|A little milk with my tea, I think.|
La Calavera Catrina, as she became known, was made famous by her inclusion in the Diego Rivera mural Sueño de una tarde dominical en la Alameda Central (Dream of a Sunday Afternoon in the Alameda Central), which was also intended as social commentary. At the center, the complacent bourgeoisie of the years before the revolution stroll with death, while oppression of indigenous people happens around them. Various pop-culture and political figures appear, including Frida Kahlo.
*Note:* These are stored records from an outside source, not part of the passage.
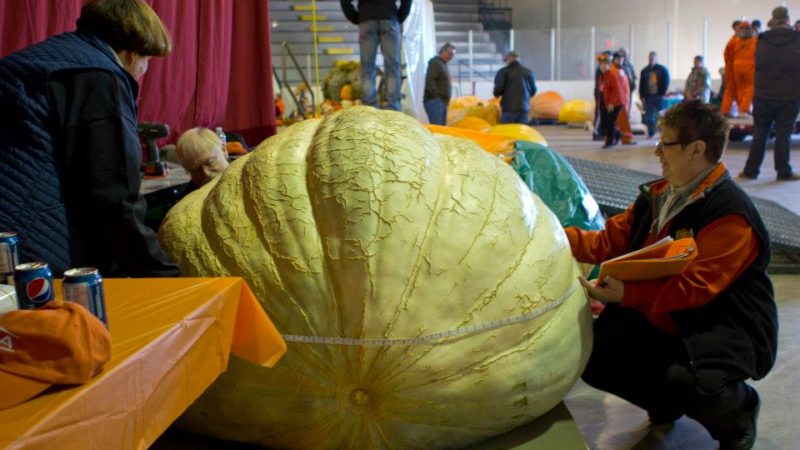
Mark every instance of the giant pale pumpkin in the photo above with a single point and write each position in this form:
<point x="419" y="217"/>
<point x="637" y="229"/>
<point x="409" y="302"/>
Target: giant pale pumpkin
<point x="364" y="225"/>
Since Wikipedia has a permissible-to-use image, I'm going to embed it here, as we'll want it for comparison in a moment.
|I'm the Diego Rivera original.|
|I'm the tribute at ALCA.|
"Expression of heritage" is actually what Catrina herself has become: she's the "fan favorite" among the calacas, with the only active link to her original meaning being occasional references to "death comes to rich and poor alike." (Looking further for the history of calacas led me to CALACA, a local arts organization that is doing an exhibit on contemporary interpretations of Día de los Muertos at a time and place I can realistically get to, so I may come away, two weeks from now, thinking something else entirely.)
I went to ALCA because I had Thursday off and didn't want to spend it responsibly on errands that I ordinarily do on Saturdays. The art gallery and gift shop are a little storefront in downtown Phoenix, in the convention-hotel belt. Here's its mural, across the adjacent building.
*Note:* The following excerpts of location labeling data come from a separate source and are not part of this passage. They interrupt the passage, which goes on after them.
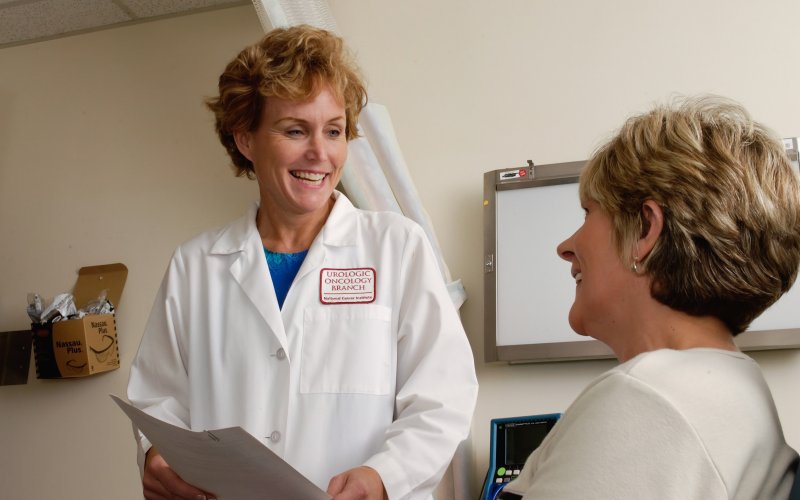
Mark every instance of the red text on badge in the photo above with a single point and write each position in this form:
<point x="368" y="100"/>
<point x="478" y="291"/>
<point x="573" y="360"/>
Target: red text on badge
<point x="347" y="286"/>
|The Arizona centennial mentioned was in 2012. States like Massachusetts tell us to get off the lawn.|
|That awkward moment when you realize that Álvar Núñez Cabeza de Vaca's name means "cow head."|
The art in ALCA's windows is a little edgier and is from local artists. Most of my photos had too much glare from the facing hotel tower, but here are a couple samples.
|Madonna and child.|
|The one on the left may be Mexico Barbie.|
|Day of the Dead accessories: $3.99 each or two for $6.|
Here's Elena Rodriguez (modern Teresa) looking nervous and uncomfortable with Catrina, possibly because she knows Catrina's satire was originally aimed at exactly what Mattel has made her.
Manuel Estrella is much more comfortable with Catrina, in a blurry way. He is giving her advice on proper nutrition.